I wonder if it'll ever get back to the normal April date ?


----------



## Regular.Cyclist (24 Sep 2022)

cougie uk said:


> I wonder if it'll ever get back to the normal April date ?


Going back to April next year. April is preferable as training over summer means very early rises or running in the heat. I prefer the former.


----------



## cougie uk (24 Sep 2022)

On the other hand - April means running through the winter and the dark and you get to London and it's cracking the flags !


----------



## Regular.Cyclist (24 Sep 2022)

My first marathon was in 2018, a week after London, but still in April. 5 degrees C on the start line and a nice refreshing bit of rain at 19 miles.

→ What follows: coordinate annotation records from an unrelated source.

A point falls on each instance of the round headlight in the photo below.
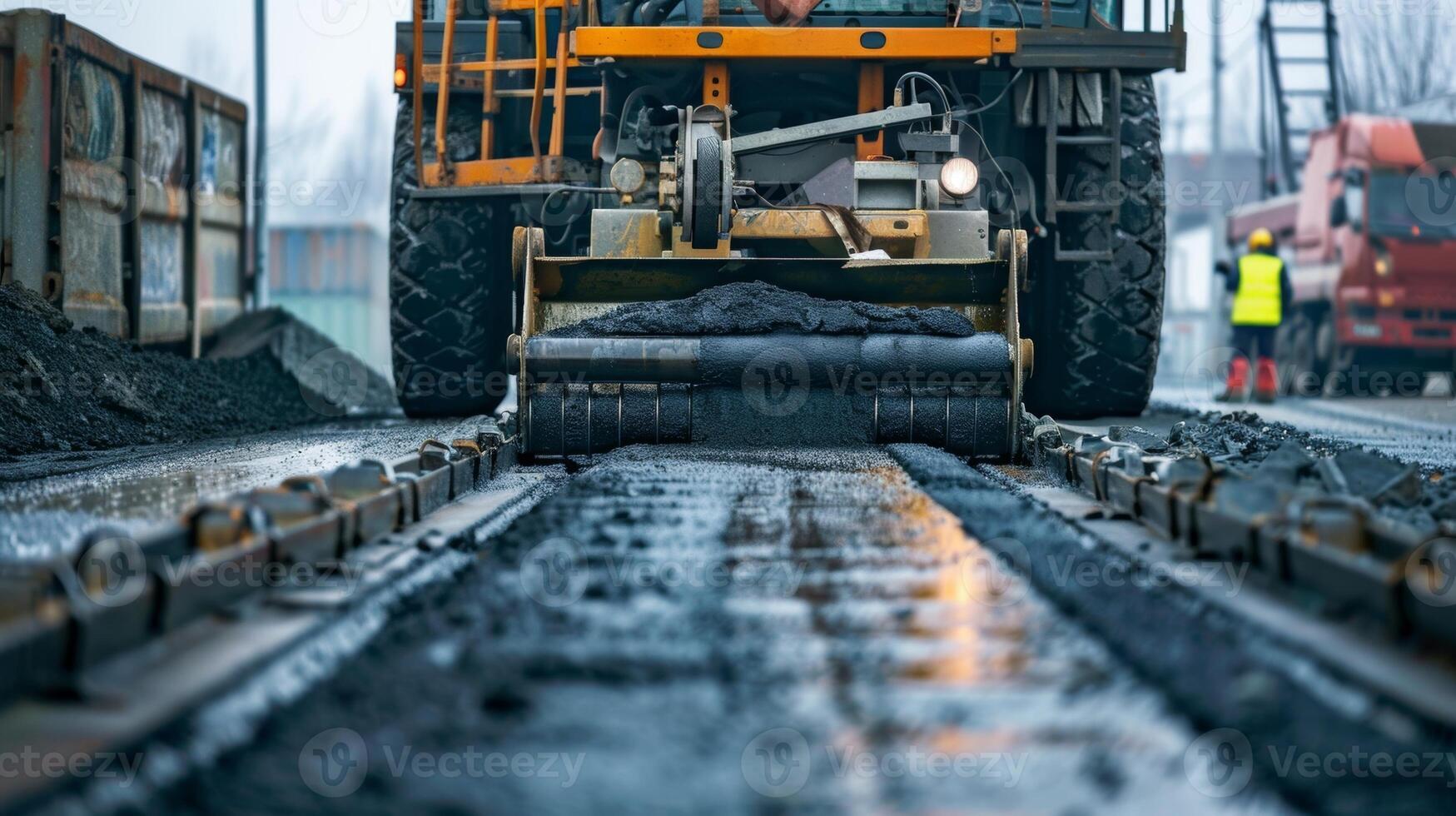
(958, 177)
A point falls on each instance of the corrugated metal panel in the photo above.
(97, 210)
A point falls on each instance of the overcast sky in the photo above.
(332, 104)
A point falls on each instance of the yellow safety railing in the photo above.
(489, 171)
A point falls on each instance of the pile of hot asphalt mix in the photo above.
(64, 388)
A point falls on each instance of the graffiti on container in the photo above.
(92, 114)
(161, 261)
(163, 127)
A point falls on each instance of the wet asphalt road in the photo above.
(688, 629)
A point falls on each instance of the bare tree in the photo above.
(1397, 54)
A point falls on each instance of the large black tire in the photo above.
(1096, 324)
(450, 289)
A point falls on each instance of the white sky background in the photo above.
(330, 95)
(332, 105)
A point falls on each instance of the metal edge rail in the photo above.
(116, 595)
(1334, 548)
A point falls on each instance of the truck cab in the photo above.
(1376, 238)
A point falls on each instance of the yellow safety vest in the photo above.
(1260, 301)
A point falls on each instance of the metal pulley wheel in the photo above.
(708, 192)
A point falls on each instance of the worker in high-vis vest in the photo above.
(1261, 299)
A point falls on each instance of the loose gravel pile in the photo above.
(759, 308)
(1281, 456)
(77, 390)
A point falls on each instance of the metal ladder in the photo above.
(1111, 137)
(1309, 41)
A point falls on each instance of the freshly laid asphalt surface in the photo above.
(699, 629)
(47, 503)
(690, 629)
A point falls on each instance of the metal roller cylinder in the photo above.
(964, 363)
(590, 396)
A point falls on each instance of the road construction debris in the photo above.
(759, 308)
(1366, 534)
(66, 388)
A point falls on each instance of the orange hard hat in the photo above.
(1261, 239)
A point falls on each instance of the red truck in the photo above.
(1370, 241)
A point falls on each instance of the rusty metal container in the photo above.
(124, 194)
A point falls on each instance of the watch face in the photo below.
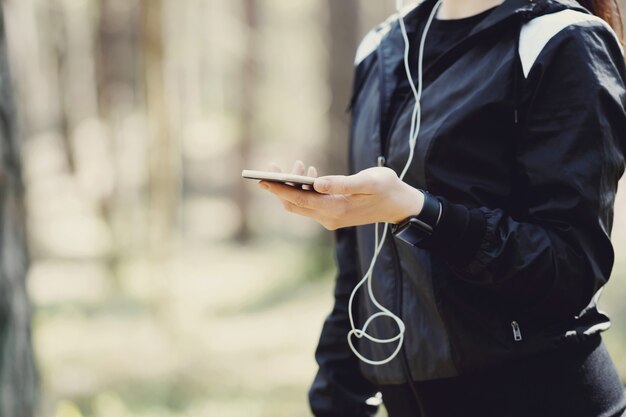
(414, 231)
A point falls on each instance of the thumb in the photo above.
(342, 184)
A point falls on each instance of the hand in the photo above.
(373, 195)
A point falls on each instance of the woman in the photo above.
(496, 164)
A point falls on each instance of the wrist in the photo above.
(411, 204)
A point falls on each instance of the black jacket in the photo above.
(523, 139)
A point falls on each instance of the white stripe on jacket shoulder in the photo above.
(536, 34)
(371, 41)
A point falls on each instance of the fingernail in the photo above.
(322, 185)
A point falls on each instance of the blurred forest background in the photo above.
(162, 284)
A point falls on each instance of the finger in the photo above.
(360, 183)
(300, 198)
(302, 211)
(298, 168)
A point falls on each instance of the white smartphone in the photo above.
(299, 181)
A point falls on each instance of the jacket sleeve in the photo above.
(339, 389)
(553, 249)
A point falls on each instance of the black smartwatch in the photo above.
(414, 229)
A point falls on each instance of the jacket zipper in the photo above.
(399, 296)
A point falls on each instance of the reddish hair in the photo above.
(609, 11)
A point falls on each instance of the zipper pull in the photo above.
(517, 333)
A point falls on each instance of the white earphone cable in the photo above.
(368, 277)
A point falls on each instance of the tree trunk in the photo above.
(343, 21)
(18, 381)
(163, 152)
(247, 102)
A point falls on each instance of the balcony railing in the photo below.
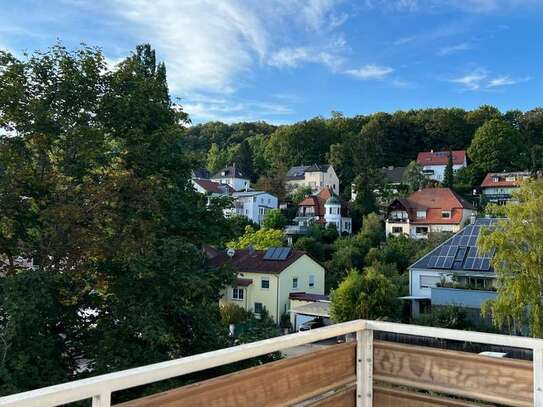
(363, 373)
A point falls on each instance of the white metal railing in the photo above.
(99, 388)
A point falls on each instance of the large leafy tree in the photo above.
(95, 187)
(496, 147)
(517, 262)
(364, 295)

With the longest run being only 2 or 3 weeks before the marathon the weather generally doesn't warm up that much.


----------



## Ming the Merciless (24 Sep 2022)

My Niece will, she gets in for good for her age and runs most years. I suspect she’ll be targeting sub 3 hours this year.


----------



## Regular.Cyclist (24 Sep 2022)

Good for age for me would be sub 3:15. I've only been running just over 6 years, and hate following training plans 😂, so am a bit outside of that. Mine was a ballot place.


----------



## cougie uk (25 Sep 2022)

Regular.Cyclist said:


> Good for age for me would be sub 3:15. I've only been running just over 6 years, and hate following training plans 😂, so am a bit outside of that. Mine was a ballot place.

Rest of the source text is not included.